In 1967, director Jesús Franco met producer Harry Alan Towers. The two made nine feature films together during a two-and-a-half-year period. These included three adaptations of works of Rohmer, The Blood of Fu Manchu, The Girl from Rio (1969) and The Castle of Fu Manchu (1970).

Filming began on 30 November 1967 and lasted approximately three weeks.

Various prints list different credited crew members. English and German prints both credit Alan Morrison as the film's editor while German prints also add Waltraut Lindenau as an editor. Spanish prints credit Angel Serrano. On the English prints, the music is credited to Daniel White while the Spanish print credits German composer Gert Wilden.

==Release==
The Blood of Fu Manchu was released first in central London on 30 August 1968. This was followed by a more general release in the United Kingdom on 23 March 1969.

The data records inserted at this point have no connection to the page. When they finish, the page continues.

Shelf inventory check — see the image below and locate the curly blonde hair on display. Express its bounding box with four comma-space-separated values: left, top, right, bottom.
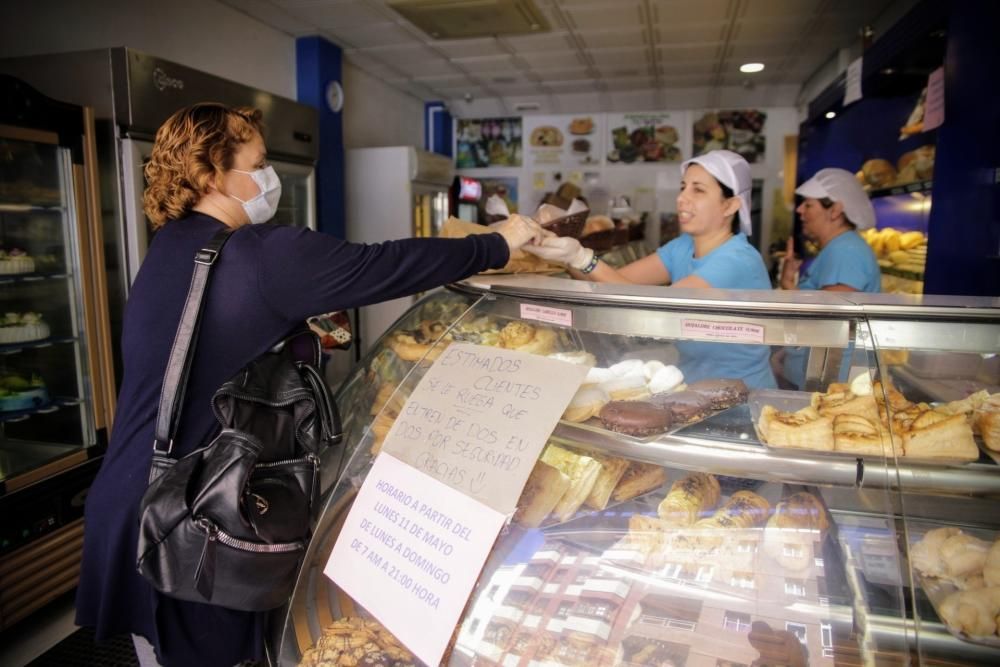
143, 103, 264, 229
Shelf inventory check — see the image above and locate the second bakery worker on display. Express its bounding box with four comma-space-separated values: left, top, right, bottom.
524, 149, 776, 389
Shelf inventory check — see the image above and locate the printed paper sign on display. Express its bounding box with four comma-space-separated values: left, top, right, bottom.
844, 57, 863, 106
520, 303, 573, 327
682, 318, 765, 343
382, 342, 588, 514
326, 453, 506, 667
923, 66, 945, 131
523, 114, 603, 168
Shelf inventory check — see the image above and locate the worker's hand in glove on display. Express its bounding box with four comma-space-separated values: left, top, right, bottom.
521, 235, 595, 271
492, 214, 544, 252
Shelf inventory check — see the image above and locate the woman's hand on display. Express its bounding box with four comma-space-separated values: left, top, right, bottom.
780, 236, 802, 290
522, 235, 594, 271
493, 214, 544, 252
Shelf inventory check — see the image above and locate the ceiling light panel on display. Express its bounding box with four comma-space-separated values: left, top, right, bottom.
649, 0, 731, 22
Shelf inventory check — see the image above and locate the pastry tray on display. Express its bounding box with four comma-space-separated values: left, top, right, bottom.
909, 522, 1000, 649
748, 389, 981, 467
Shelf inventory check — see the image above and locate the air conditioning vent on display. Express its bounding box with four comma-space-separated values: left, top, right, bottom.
388, 0, 550, 40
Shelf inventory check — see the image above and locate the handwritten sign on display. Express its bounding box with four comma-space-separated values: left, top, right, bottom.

It was screened in Detroit on 24 September 1969. The first known release in Spain was in Seville on 2 March 1970, followed by screenings on 16 March 1970 in Barcelona and in Madrid on 1 February 1971.

==Critical reception==
Writing in DVD Talk, film critic Glenn Erickson described the film as "a watchable action film of no great distinction [and] the only appeal comes from some impressive Brazilian locations and an okay cast." He added that the screenplay "is a dawdling snooze [that] is seriously lacking in humor," and that the movie "is thoroughly ruined by Jess Franco's non-direction."